The Commonwealth Bank of Australia (CBA) has announced that it had decided to end sales of controversial add-on insurance policies, and will pay back $16m to customers who purchased the so-called 'junk insurance.'
The banking group issued a statement saying that it would immediately withdraw its current CreditCard Plus and Personal Loan Protection Products from the market, days after banking royal commissioner Kenneth Hayne warned banks against keeping sensitive documents secret.
Matt Comyn, CBA senior executive, said not everyone who bought the products may have been eligible to receive all related benefits. "We have found it hard to achieve the right balance between simplicity and accessibility on the one hand, and limiting the product to the right group of target customers on the other hand," he told ABC.
CBA had applied to the royal commission to keep internal documents about its add-on insurance policies under wraps – an appeal rejected by Hayne, though he agreed to keep clients' details private.
Haynes recently said that CBA had acknowledged that its conduct over add-on policies “fell short of community standards and expectations” – a shortcoming the bank “has sought to remedy by making payments totalling several million dollars.”

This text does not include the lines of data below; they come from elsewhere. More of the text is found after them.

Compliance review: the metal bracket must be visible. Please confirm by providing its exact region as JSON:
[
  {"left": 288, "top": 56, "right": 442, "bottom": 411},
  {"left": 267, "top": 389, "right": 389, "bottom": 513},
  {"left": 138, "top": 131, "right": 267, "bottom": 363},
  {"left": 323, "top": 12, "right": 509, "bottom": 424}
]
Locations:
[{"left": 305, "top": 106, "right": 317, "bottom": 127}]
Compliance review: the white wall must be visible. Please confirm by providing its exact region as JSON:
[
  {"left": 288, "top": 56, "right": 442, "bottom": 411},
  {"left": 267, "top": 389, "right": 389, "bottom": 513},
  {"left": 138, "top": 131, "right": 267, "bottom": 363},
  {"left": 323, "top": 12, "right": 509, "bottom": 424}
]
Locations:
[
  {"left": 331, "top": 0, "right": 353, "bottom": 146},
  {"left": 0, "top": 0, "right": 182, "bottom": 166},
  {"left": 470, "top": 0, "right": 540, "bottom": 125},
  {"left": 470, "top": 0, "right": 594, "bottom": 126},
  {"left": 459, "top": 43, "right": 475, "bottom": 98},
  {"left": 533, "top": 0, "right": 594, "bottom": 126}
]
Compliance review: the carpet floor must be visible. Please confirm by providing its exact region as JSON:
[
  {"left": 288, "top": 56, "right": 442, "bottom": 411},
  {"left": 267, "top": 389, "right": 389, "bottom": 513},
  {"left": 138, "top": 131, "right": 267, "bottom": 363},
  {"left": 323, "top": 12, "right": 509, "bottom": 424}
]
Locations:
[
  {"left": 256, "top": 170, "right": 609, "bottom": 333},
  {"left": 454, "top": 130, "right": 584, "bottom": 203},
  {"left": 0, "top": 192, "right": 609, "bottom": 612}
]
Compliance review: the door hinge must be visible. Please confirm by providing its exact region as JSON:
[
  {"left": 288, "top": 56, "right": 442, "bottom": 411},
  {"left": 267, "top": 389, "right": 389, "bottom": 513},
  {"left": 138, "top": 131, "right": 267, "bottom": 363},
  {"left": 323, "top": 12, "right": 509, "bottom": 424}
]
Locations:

Last year, following ASIC action, CBA was forced to fork out roughly $10m to 65,000 CreditCard Plus customers over mis-sold consumer-credit insurance. A further $586,000 in premiums will be remediated to some 10,000 customers who were over-insured through the bank's home loan protection consumer-credit insurance.
CBA said the products will be immediately withdrawn from the market, and that it is working to deliver a new “protection solution” for consumers, ABC reported.